The VAT system is a flexible web GIS for biodiversity researchers. It is part of the GFBio portal, which is operated within NFDI4BioDiversity, and provides data from German biodiversity archives and collections. In this portal, biodiversity researchers can visualize, explore and combine the data with environmental layers.

Highlights

Web-based GIS for biodiversity data
Integration of various archives and collections of biodiversity data
Integration into a research infrastructure and its portal
Exploration of data with multimedia linking
Integration with portal search
Use of different file formats and types, e.g. climate data (raster) & point observations (vector data)

Methodology

The VAT system is a web GIS built with the Geo Engine UI toolkit and connected to a Geo Engine backend. It is branded in the GFBio look-and-feel and is connected to both the portal search via an external data provider and the GFBio single sign-on service via the OpenID Connect protocol. The archive data is regularly harvested and then automatically available to biodiversity researchers. In addition to access via the web GIS, derived data from workflows can also be accessed via the Geo Engine Python interface using Jupyter notebooks. Geo Engine’s operator toolbox allows users to combine data or create graphs, such as histograms, over data. Data can also be viewed in tabular form. A highlight here is that linked media data is automatically displayed in an integrated viewer. This is useful if, for example, a photograph of a bone is linked to a find location.

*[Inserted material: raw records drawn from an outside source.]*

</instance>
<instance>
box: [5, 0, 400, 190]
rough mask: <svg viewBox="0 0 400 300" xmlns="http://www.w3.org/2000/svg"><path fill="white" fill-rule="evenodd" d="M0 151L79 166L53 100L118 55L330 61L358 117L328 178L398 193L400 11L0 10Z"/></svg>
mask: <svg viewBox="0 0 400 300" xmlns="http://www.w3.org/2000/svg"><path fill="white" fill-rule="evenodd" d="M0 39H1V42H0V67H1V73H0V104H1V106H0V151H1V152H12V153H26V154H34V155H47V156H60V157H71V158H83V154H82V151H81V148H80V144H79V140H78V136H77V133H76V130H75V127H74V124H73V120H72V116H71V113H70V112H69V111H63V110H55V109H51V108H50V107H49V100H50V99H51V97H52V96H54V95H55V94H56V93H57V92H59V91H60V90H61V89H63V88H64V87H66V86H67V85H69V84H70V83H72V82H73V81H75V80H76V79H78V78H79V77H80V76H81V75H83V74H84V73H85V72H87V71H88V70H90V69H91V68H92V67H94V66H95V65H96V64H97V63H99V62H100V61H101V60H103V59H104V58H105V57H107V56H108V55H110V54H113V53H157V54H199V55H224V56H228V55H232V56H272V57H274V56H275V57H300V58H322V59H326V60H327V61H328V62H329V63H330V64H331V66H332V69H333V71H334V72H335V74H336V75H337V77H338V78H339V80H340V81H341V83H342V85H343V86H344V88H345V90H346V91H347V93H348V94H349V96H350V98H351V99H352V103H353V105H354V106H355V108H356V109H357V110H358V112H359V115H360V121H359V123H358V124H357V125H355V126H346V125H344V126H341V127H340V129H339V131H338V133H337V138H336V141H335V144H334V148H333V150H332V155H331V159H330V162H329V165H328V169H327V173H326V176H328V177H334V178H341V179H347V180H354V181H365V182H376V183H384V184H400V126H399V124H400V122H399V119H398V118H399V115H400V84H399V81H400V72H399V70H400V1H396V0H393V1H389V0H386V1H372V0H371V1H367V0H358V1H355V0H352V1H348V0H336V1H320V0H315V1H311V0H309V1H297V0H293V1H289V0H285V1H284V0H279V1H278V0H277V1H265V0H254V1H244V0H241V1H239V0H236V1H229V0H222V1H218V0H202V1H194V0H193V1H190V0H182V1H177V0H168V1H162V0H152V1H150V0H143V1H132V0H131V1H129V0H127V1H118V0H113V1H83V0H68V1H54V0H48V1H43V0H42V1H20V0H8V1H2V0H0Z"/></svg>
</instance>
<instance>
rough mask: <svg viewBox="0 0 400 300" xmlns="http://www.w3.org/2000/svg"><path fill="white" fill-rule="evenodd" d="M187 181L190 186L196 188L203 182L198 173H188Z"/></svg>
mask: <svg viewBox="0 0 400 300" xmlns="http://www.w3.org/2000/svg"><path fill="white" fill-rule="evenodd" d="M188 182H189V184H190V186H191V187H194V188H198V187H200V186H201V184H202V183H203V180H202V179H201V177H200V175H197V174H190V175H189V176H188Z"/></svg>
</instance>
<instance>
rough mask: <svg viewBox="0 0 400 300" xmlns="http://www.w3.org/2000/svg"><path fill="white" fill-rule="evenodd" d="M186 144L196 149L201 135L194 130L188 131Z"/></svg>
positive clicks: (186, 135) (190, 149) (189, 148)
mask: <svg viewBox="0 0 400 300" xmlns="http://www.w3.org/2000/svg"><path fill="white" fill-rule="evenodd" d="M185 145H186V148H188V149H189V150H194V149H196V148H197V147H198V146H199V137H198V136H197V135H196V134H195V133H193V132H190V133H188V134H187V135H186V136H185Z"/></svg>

Reporting of areas with environmental data

Tasks such as regular reporting of regional weather and climate metrics, e.g. on water availability, often require a lot of manual work to process the weather data up and downstream. Here we have implemented a workflow that can completely automate this task.

Highlights

Automation of reporting: calculation of temporal aggregates for regions
Integration of region areas (polygons) as well as weather and climate data

Methodology

Reporting of weather-dependent key figures for regions such as municipalities often requires a large amount of manual work. Here we have completely automated a workflow for such a case. This workflow can be applied as a blueprint to many other similar applications. First, we integrated data from ECMWF and national weather services into the Geo Engine. Using our Geo Engine toolbox, all necessary tasks are modeled as a workflow. This includes the aggregation to the reporting period and the extraction and calculation of key figures per region. Thanks to the Geo Engine, the results of the processes are directly accessible via APIs (e.g. OGC) and can thus be directly integrated as a service into further processes or provided as a dashboard.

EuroCrops and Random Forest

We trained a pipeline for field crop detection with ML on Sentinel-2 data and the EuroCrops fields. The pipeline includes all steps from retrieving the data, pre-processing, temporal aggregation over months, to the ML framework in Python. Our Python library matching the Geo Engine is used here.

Highlights

Sentinel-2 data retrieval from the AWS cloud via STAC.
Spatio-temporal caching of intermediate results
Python library to model and and execute workflows
Connectivity of ML framework in Python

Methodology

To train and apply ML for field crop classification, both satellite data, e.g. from Sentinel-2, and training data containing the information about the actual fruits grown on fields are needed. Especially for the classification of field crops, time-series are of great importance, since one can usually only distinguish them unambiguously by phenology, i.e. the development over time. Using the Geo Engine as a toolbox, we have not only automated data access, but also the combination and alignment of the different time series: The Sentinel-2 data is loaded from the cloud via the STAC protocol. Then the data, as well as the derived NDVI, are combined into monthly values. For each 12 months, the data is then used in combination with the field information to train the ML model. The data is processed as a data stream, this allows for arbitrarily large data sets to be used. Through our Python library we can feed different ML frameworks with data to train and apply models.